Absolutely. It's just that our current interface simply can't handle those demands. Reader A may understand Portuguese, English and Spanish, but reader B only understands English. It doesn't make sense to force reader B to wade through a bunch of posts he can't possibly understand.

The planned interface for the future will allow users to specify which language posts they want to see.

Shawn Graham said...

Hi -

I recently had to approach this same problem of getting multilingual content into a wordpress blog. The plugin that I eventually chose simply encloses text within a language tag; when the reader selects the language they want, the blog filters the content displaying only the relevant language. Multiple language versions can thus be kept in one posting.

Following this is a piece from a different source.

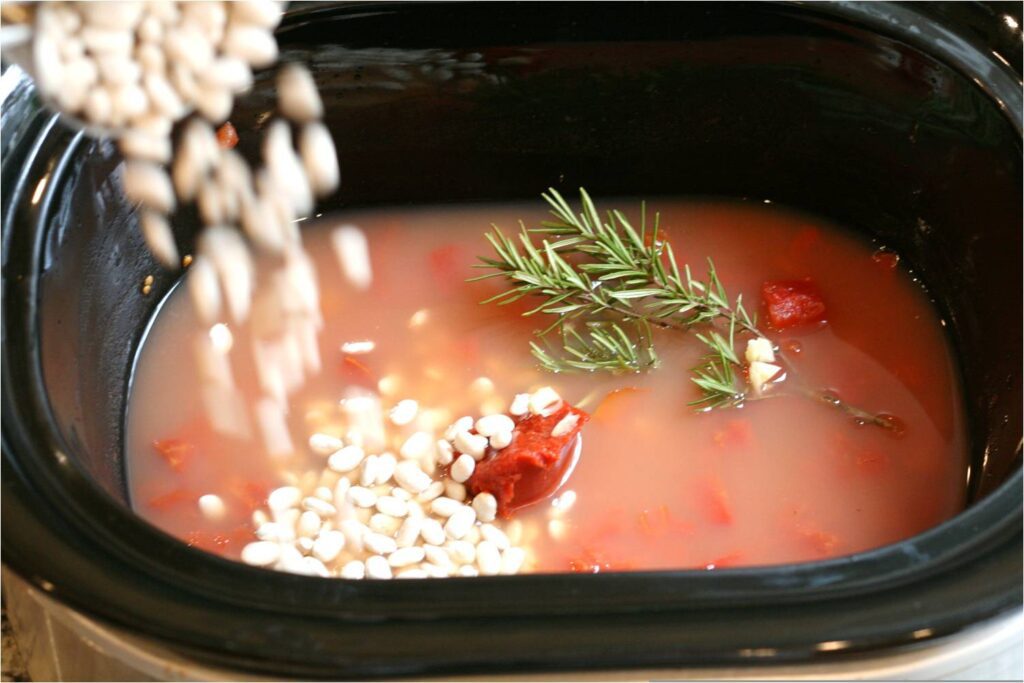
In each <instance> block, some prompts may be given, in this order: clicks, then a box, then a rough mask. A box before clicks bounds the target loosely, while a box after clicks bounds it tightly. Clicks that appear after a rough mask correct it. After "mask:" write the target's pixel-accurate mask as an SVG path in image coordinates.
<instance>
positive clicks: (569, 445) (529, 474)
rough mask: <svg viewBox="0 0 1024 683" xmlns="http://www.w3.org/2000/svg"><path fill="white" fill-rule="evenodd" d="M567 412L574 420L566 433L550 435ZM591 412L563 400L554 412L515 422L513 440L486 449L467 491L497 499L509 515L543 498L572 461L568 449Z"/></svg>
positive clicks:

In my example, I'm using english and french. I don't write french very well, but with some automatic translation, a good dictionary, and a feel for language it becomes possible to have reasonably good multilingual material up in reasonably short order. My original post

Dhushy said...

You don't have to set your blog's language settings to Hebrew/Arabic/Persian to put text in those languages. The directionality buttons will also appear if you change your user settings (in the Blogger Dashboard).

Or you can just embed the text without using the buttons - they're a convenience, but not essential. If the direction doesn't flow as expected, you can edit the HTML to put span dir="rtl" (or ltr) tags around the embedded text, as needed.

If the text is entered with Unicode characters, no other "hacking" should be needed.

Tom Elliott said...

Dhushy: thanks for your comments ... I'll check out the dashboard for the controls and report back on my experience.

Of course the HTML can be manually edited to indicate directionality; my comments were about the GUI-based method as described (with so much fanfare) on the blogger blog.

Plopping in Unicode characters is not the same as encoding html with the appropriate language and script codes specified by RFC4646. Latin-1 is neither a language nor a writing system. Not all Unicode code ranges map to an unambiguous language/script pair.